James Lockhart, Nahuatl as Written: Lessons in Older Written Nahuatl, with Copious Examples and Texts (Stanford: Stanford University Press and UCLA Latin American Studies, 2001), 234.
Attestations from sources in English:
motequi = it is cut (central Mexico, sixteenth century)
Fr. Bernardino de Sahagún, Florentine Codex: General History of the Things of New Spain; Book 10 -- The People, No. 14, Part 11, eds. and transl.
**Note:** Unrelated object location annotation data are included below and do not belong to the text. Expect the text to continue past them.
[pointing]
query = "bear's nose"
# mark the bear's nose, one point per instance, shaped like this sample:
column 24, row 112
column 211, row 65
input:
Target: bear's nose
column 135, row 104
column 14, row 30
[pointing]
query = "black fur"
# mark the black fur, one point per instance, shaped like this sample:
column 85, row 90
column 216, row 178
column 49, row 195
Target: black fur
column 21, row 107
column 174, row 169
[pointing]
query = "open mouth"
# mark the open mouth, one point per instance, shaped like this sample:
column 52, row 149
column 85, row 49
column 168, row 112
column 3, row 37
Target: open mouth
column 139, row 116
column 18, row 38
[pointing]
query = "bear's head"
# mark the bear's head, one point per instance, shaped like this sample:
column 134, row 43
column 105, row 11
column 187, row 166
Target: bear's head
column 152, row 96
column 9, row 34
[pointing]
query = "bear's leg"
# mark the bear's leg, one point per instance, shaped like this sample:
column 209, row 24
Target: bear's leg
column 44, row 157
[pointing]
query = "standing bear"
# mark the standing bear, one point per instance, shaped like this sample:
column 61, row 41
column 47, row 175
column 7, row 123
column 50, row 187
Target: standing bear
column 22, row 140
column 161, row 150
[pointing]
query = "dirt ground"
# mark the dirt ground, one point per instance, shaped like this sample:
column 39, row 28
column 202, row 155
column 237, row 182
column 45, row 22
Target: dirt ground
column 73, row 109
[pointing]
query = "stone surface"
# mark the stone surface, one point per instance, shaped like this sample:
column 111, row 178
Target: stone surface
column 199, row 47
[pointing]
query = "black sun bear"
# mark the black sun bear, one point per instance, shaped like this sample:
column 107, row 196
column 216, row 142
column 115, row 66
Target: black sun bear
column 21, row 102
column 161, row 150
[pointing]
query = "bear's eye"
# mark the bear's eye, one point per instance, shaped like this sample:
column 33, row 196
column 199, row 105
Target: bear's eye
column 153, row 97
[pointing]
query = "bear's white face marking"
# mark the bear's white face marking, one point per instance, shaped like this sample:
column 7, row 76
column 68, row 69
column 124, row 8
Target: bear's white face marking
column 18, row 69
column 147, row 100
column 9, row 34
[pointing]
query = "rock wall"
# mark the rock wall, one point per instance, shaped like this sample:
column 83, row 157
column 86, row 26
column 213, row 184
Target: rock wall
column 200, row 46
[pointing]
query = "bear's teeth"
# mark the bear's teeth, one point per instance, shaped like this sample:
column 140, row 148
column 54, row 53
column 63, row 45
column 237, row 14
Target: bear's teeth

Arthur J. O. Anderson and Charles E. Dibble (Santa Fe and Salt Lake City: School of American Research and the University of Utah, 1961), 97.
Attestations from sources in Spanish:
quiyacateque Ypantlahuatzin = perforaron la nariz de Ypantlahuatzin (Tlaxcala, 1662–1692)
Juan Buenaventura Zapata y Mendoza, Historia cronológica de la Noble Ciudad de Tlaxcala, transcripción paleográfica, traducción, presentación y notas por Luis Reyes García y Andrea Martínez Baracs (Tlaxcala y México: Universidad Autónoma de Tlaxcala, Secretaría de Extensión Universitaria y Difusión Cultural, y Centro de Investigaciones y Estudios Superiores en Antropología Social, 1995), 130–131.